[Date Prev][Date Next]   [Thread Prev][Thread Next]   [Thread Index] [Date Index] [Author Index]

Re: "Out of Memory: Killed process" errors on server running Oracle



Hi Tom,

First off, thanks for all your thoughts & ideas.

> I think the KB article in question references Fedora Core 3 and
> basically says FC3 is not supported so your on your own.

Yes it does, but the symptoms seem to be the same.

> If you really think the kernel is not out of memory you could simply
> turn the OOM killer off (sysctl vm.oom-kill=0).  I think this needs a
> fairly recent for RHEL3 (I think around U6).  Of course, if the system
> is actually out of memory then it will simply hang or panic rather than
> kill a process and survive.

Been there, done that - got mixed results at best.

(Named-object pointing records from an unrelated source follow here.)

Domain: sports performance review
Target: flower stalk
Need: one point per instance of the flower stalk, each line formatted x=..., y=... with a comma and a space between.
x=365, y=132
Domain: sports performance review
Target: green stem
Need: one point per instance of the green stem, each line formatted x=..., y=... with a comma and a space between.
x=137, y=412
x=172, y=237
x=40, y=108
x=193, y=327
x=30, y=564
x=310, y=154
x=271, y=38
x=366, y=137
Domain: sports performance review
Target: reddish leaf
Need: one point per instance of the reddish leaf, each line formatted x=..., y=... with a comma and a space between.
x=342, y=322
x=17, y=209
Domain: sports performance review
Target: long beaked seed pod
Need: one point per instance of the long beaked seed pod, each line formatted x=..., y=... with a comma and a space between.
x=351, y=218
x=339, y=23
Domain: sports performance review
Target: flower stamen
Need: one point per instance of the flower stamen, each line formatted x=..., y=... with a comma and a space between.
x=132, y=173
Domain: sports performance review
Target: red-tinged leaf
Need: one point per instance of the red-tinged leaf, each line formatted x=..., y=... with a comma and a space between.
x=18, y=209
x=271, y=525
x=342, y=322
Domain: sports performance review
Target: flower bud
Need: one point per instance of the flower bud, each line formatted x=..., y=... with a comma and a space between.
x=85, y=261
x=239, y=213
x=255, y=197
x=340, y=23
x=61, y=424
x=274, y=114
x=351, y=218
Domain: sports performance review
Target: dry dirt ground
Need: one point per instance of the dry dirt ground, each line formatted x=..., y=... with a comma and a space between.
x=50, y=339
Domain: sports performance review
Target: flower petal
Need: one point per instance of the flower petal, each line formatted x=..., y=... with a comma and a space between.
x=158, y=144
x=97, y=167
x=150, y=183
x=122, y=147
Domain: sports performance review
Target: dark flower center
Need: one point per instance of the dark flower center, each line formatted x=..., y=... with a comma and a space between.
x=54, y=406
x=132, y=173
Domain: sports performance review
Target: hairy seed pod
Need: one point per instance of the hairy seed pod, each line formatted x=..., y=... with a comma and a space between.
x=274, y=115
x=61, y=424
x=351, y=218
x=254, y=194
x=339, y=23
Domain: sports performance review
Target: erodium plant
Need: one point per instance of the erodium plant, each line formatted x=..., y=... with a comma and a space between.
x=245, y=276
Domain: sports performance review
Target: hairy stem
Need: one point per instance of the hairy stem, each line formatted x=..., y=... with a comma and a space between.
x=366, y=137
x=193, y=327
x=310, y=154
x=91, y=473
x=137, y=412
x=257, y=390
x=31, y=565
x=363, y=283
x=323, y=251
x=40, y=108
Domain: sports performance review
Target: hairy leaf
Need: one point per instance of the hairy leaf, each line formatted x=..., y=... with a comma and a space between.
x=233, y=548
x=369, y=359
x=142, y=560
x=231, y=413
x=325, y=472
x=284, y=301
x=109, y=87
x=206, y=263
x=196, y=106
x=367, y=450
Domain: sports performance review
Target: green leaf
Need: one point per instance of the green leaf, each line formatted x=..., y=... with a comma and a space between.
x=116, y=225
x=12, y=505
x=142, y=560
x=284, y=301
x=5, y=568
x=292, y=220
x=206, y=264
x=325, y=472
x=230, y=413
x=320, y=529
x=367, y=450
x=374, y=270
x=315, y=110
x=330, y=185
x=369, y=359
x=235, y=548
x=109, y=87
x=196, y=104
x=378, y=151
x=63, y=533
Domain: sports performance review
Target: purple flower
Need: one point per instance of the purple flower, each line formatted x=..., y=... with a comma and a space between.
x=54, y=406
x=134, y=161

> You could also try playing with overcommit_memory and overcommit_ratio
> settings.  By default the Linux kernel will allow memory overcommit
> which will actually allow you to start more VM's than you could ever
> really support.  If you've started more VM's than your memory will
> support they will still start up because of overcommit, but as the
> individual VM's actually use their pages they will hit the real limit
> and be killed.

I might try this, but I don't understand why a lightly-loaded server
with 16Gb of RAM is having this problem.  The total RAM configured for
all VMs is 7Gb - less than half of what's available.  Obviously running
VMs will generally use much less than they've been configured for.  I
understand that low memory starvation might be the culprit, but what's
frustrating is this has *never* been an issue on our older servers
running RHEL 3.  Even servers where the total RAM configured for all VMs
is much closer to the server's total RAM (say 3Gb out of 4Gb) never had
this problem. Starting multiple VMs simultaneously slowed the server
down considerably, which is to be expected, but no process were ever
killed and the load average never got as high as I'm seeing with RHEL 4.
What changed between the 2.4.x & 2.6.x kernels to cause this problem?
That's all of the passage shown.